Ninth Circuit Invalidates Sheriff's Good Cause Requirement For Concealed Weapons License

February 25, 2014

The San Diego County Sheriff's "good cause" requirement for a "concealed-carry" weapons (CCW) license has been struck down by the Ninth Circuit Court of Appeals on the ground that it violates the Second Amendment.

In Peruta, et al. v. County of San Diego, et al., Case No. 10-56971, the Court considered a challenge to the Sheriff's policy for issuing a CCW license. The California Penal Code requires, among other things, that "good cause" be shown for issuance of the license. In San Diego County, a showing of "good cause" requires "supporting documentation" such as a restraining order, to demonstrate a "unique risk of harm: …a set of circumstances that distinguish the applicant from the mainstream and causes him or her to be placed in harm's way."

The County contended the policy is a reasonable regulation, consistent with decisional law and necessary to protect the public from the risks posed by concealed handguns.

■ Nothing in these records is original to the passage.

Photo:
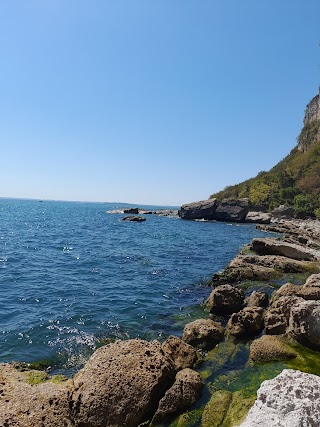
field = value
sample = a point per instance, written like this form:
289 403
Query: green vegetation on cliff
295 181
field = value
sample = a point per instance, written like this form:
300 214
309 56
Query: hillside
295 180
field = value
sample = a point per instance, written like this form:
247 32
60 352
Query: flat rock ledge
289 400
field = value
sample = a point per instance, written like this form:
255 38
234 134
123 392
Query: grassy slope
295 181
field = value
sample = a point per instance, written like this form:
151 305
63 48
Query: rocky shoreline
135 382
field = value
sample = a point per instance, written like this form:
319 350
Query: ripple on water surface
71 275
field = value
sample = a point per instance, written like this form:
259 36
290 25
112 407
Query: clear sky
150 101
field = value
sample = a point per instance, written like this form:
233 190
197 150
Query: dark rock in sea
131 210
247 322
185 391
270 246
258 217
182 354
258 299
204 209
232 210
203 333
134 218
304 323
122 384
270 348
282 212
225 299
278 314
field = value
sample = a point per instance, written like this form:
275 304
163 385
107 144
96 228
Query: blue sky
146 101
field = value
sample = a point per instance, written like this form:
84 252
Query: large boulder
203 333
225 299
258 217
304 323
289 400
204 209
29 399
233 210
185 392
270 246
182 354
246 322
122 384
270 348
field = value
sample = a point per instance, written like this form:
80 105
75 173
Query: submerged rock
246 322
203 333
270 348
225 299
258 299
185 392
182 354
289 400
133 218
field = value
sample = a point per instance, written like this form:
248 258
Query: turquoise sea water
72 274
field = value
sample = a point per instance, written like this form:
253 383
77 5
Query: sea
74 276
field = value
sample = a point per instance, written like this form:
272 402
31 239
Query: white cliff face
292 399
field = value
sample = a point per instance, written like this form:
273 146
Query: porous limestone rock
203 333
182 354
204 209
122 384
270 348
225 299
185 392
289 400
27 399
258 299
246 322
304 323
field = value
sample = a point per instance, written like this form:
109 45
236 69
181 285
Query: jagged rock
304 323
311 289
246 322
264 267
27 399
289 400
204 209
182 354
133 218
225 299
122 384
185 392
203 333
234 210
277 316
288 289
269 246
270 348
258 299
283 212
131 211
258 217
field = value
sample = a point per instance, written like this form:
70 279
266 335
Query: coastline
228 350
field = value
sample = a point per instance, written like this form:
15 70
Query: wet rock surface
289 400
203 333
225 299
247 322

The Plaintiffs argued that the Second Amendment required the County to issue CCW licenses to use handguns for self-defense outside of the home without having to provide "supporting documentation" showing that the risk of harm to them was greater than the general risk of harm faced by others outside of the home.

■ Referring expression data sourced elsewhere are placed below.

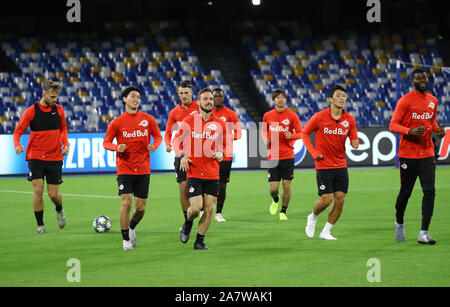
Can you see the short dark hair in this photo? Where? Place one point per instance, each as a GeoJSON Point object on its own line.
{"type": "Point", "coordinates": [416, 71]}
{"type": "Point", "coordinates": [335, 88]}
{"type": "Point", "coordinates": [206, 89]}
{"type": "Point", "coordinates": [185, 84]}
{"type": "Point", "coordinates": [127, 90]}
{"type": "Point", "coordinates": [278, 92]}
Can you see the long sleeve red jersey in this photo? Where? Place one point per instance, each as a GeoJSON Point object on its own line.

The Court, in a split 2 to 1 decision, concluded that a law-abiding citizen who carries an operable handgun for self-defense outside of the home is "bear[ing] Arms" within the meaning of the Second Amendment. The Court stated that it was not holding that the Second Amendment requires the government to permit a law abiding citizen to carry a concealed handgun in public. Instead, the Court found where a State, such as California, has banned the open carrying of a loaded firearm in public, and the only remaining option for carrying a handgun in public for self defense is to carry a concealed handgun, the government may not require an individualized showing of harm before issuing a CCW license. Accordingly, the Court concluded that the County impermissibly infringed the Second Amendment by denying a CCW license on the basis that applicants failed to show they faced a greater risk of harm in public than that faced by the population in general.

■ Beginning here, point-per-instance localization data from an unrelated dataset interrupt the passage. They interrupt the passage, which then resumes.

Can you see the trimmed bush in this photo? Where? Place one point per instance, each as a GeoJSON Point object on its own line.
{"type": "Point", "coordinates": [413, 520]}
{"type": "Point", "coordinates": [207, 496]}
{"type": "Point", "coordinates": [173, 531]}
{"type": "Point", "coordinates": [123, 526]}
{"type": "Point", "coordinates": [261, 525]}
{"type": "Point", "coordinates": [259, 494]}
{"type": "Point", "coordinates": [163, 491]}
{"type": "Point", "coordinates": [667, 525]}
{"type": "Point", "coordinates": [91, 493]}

The Peruta decision is broad and sweeping. So long as California continues to ban the open carrying of loaded firearms in public, law-abiding citizens who seek a permit to carry a concealed handgun for self-defense in public need not show that they face a risk of harm that is any different from the general risk of harm everyone faces when they leave their homes. It is unknown whether the decision may be limited, expanded, or overruled by further judicial action. Police agencies acting on CCW applications should heed the decision, and should monitor whether a larger panel of the Ninth Circuit agrees to rehear the case or, alternatively, whether review is sought in the United States Supreme Court.

The County of San Diego has announced it will not seek further review of the decision. Nevertheless, the State of California is considering whether to request a rehearing en banc. Any judge of the Ninth Circuit also may call for a vote on whether the case should be reheard en banc.